A Speech Is About The Writing, Then Delivery

It is possible that someone in the history of civilization has delivered a world-changing speech without any preparation, but any fundraiser looking for such a miracle will probably be hugely disappointed.

During a recent nonprofit conference in Boston, Sherri Saginor, president of Smart Speech, emphasized that a well-delivered speech begins long before the speaking part; that is, with the writing. Further, Saginor stressed the following points for speech writers:

* The importance of audience.

Know the audience. The goal is connect with the audience in some way. Who are they? Why are they there? What do they want? Understand, Connect, Resonate.

* Write for the ear. Speeches are meant to be heard. Hearing is not the same as reading. Use plain, conversational language.

* Avoid common pitfalls. Jargon, statistics, acronyms.

* What’s the point?

* What line does everyone remember? The main point is the main message of any speech, the most memorable part, the anchor, the cornerstone.
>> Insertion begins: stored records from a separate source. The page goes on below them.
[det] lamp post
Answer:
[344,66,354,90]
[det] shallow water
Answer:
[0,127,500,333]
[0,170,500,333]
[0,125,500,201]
* Speech structure. Structure the speech around one main point. (The shorter the better.)

One possible structure: 1-3-1.It’s one opening, three subtopics to support the main point and one closing that reiterates the main point. The beginning introduces the main point. The middle is part of or supports the main point. The ending comes on time, is done with conviction and reiterates the main point.

* Transitions. These guide the audience from one section to the next.